Gov. Charlie Baker returned the Legislature’s bill to tax and regulate short-term rentals on Wednesday, waiting until the day after the House and Senate adjourned formal sessions for the year to propose an amendment that would exempt homeowners that rent out their units for fewer than 14 days a year.
The governor is also proposing to limit the amount of information that will be made available through a new public registry of short-term rental housing units, and says changes to the definition of a short-term rental must be made in order not to violate the terms of the bonds used to finance the Boston Convention and Exhibition Center’s construction.
The governor’s amendment could imperil the compromise struck between the House and Senate, but should not come as a surprise to lawmakers.
House and Senate leaders, who sent Baker the bill on Monday, were briefed on some if not all of the governor’s concerns Monday night, and the News Service reported then that Baker’s team was considering an amendment to exempt units rented for less than 14 days.
According to a senior administration official, the governor offered at that time to return the bill before the end of formal sessions if House and Senate leaders would agreed to the changes. They did not.
“I guess we’re not done,” said Rep. Aaron Michlewitz, the House chair of the Financial Services Committee and the lead House negotiator on the Airbnb bill.
Asked if he thought the amendment could be dealt with during informal session, when any lawmaker can block action on any bill, Michlewitz said, “We’ll see. I haven’t seen the language so it’s hard to comment until I see what they actually filed but I did have a conversation with them and I’m disappointed, but he has the right to do it and we’ll see if we can keep talking.”
The amendment filed by Baker would allow property owners that casually rent their houses or apartments for two weeks or less to avoid having to collect the state’s 5.7 percent per night lodging tax from guests, register with the state or obtain $1 million liability insurance policy on their property.
The 14 days threshold is significantly smaller than the 150 days Baker proposed in his own bill, but would address the governor’s concern that people renting their houses through Airbnb for a few days to generate some income not be treated like professional property owners operating de facto hotels.
“This change would exempt those who participate in this new industry only occasionally, while allowing the extension of fair tax treatment to the growing short-term rental sector as it competes with hotel and motel businesses,” Baker wrote in a letter to lawmakers.

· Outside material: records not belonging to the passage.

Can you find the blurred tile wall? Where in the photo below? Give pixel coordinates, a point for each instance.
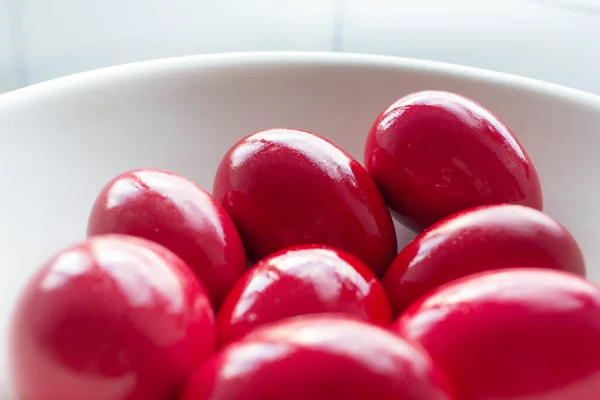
(554, 40)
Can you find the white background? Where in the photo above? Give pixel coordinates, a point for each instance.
(553, 40)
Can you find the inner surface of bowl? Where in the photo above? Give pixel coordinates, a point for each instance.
(63, 140)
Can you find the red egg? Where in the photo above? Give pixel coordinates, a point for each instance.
(115, 317)
(302, 280)
(518, 334)
(477, 240)
(285, 187)
(319, 358)
(178, 214)
(436, 153)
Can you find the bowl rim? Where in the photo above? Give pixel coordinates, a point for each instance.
(136, 70)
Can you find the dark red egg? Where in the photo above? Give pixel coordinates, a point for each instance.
(319, 358)
(435, 153)
(285, 187)
(302, 280)
(115, 317)
(178, 214)
(515, 334)
(477, 240)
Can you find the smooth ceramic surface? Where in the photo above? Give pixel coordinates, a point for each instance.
(61, 141)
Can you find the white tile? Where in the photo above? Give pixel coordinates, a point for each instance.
(67, 36)
(555, 40)
(7, 76)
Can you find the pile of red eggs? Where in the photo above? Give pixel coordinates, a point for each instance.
(488, 302)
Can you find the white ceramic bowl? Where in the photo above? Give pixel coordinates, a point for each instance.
(62, 140)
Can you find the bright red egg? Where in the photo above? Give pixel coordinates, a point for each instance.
(319, 358)
(515, 334)
(115, 317)
(477, 240)
(302, 280)
(178, 214)
(435, 153)
(285, 187)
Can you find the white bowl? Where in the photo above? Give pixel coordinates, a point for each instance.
(62, 140)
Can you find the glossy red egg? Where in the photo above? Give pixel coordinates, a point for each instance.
(516, 334)
(302, 280)
(435, 153)
(178, 214)
(115, 317)
(285, 187)
(319, 358)
(476, 240)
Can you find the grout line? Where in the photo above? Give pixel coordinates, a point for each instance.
(15, 28)
(338, 25)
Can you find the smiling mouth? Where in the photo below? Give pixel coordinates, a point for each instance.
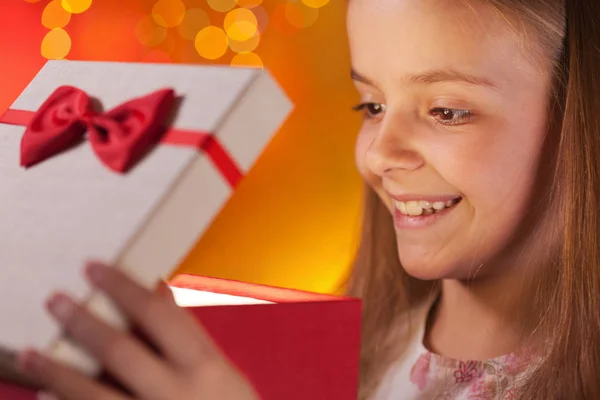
(419, 208)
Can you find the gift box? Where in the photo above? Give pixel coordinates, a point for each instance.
(291, 345)
(120, 162)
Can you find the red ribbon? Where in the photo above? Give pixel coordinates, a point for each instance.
(119, 137)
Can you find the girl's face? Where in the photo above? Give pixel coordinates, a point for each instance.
(455, 120)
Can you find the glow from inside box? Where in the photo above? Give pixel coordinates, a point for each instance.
(196, 298)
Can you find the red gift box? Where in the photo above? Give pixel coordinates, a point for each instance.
(292, 345)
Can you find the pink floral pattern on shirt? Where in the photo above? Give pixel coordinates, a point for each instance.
(443, 378)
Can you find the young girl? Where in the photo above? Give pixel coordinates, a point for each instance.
(479, 264)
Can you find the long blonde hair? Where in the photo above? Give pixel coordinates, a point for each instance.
(568, 295)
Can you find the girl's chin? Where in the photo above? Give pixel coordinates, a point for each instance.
(429, 271)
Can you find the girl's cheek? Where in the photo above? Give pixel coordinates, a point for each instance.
(363, 141)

The administration estimates that the change would reduce the state’s projected new revenues of $25 million by $300,000 and exempt about one-sixth of operators who would otherwise be required to register and collect and remit taxes.
The hotel industry has urged Baker to sign the compromise bill, while Airbnb has raised objections to the Legislature’s proposal to make Massachusetts the first state in the nation to maintain a publicly accessible registry of all short-term rental units.
“While we appreciate the Massachusetts Senate and House for their progress on home sharing policy and taxation, a public registry of our hosts sets a precedent that negatively impacts families who home share, and the state’s reputation as a business leader,” Airbnb spokeswoman Crystal Davis said in a statement.
Baker’s amendment would add a layer of privacy to the registry by eliminating the “personally identifiable information” from the registry.
The third section of the bill that the administration took issue with was the Legislature’s decision to change the legal definition of “occupancy,” which controls when the lodging tax is applied.
Current law defines occupancy for the purpose of a hotel or motel rental as a unit rented for up to 90 days. If a guest stays in a unit longer than 90 days, they no longer have to pay the tax and become subject to landlord-tenant laws.
The compromise Airbnb bill proposes to reduce that window to 31 days, but Baker said that would run afoul of the bond convenants for the Boston Convention and Exhibition Center in South Boston that were agreed to based on a defined revenue stream from hotel room rentals. For the same reason, Baker said a 2.75 percent tax on hotel rooms in Boston and select other cities, which is currently earmarked for the BCEC, cannot be diverted when it is applied to short-rentals through Airbnb or other websites to the state’s general fund and the local city.
The governor’s amendment proposes to restore the 90-day definition of a short-tern rental, and ensure that the 2.75 percent add-on tax on units rented in Boston, Springfield, Cambridge, Worcester, Springfield, West Springfield and Chicopee remains dedicated to the BCEC.
Sen. Michael Rodrigues, the lead Senate negotiator on the compromise bill, could not immediately be reached for comment.
Baker, in his amendment letter, expressed general support for the bill.
“I support leveling the playing field in the accommodations industry by obligating those individuals or businesses who are running hotel-like businesses to collect and remit the room occupancy tax,” Baker wrote.
The House and Senate will now have to figure out whether they can address the governor’s amendment – – either adopt it, reject it and return to him the original bill, or propose a third way – in informal session when an objection for any one lawmakers can halt action.
In the House, 30 members voted against the compromise and in the Senate there were 8 no votes.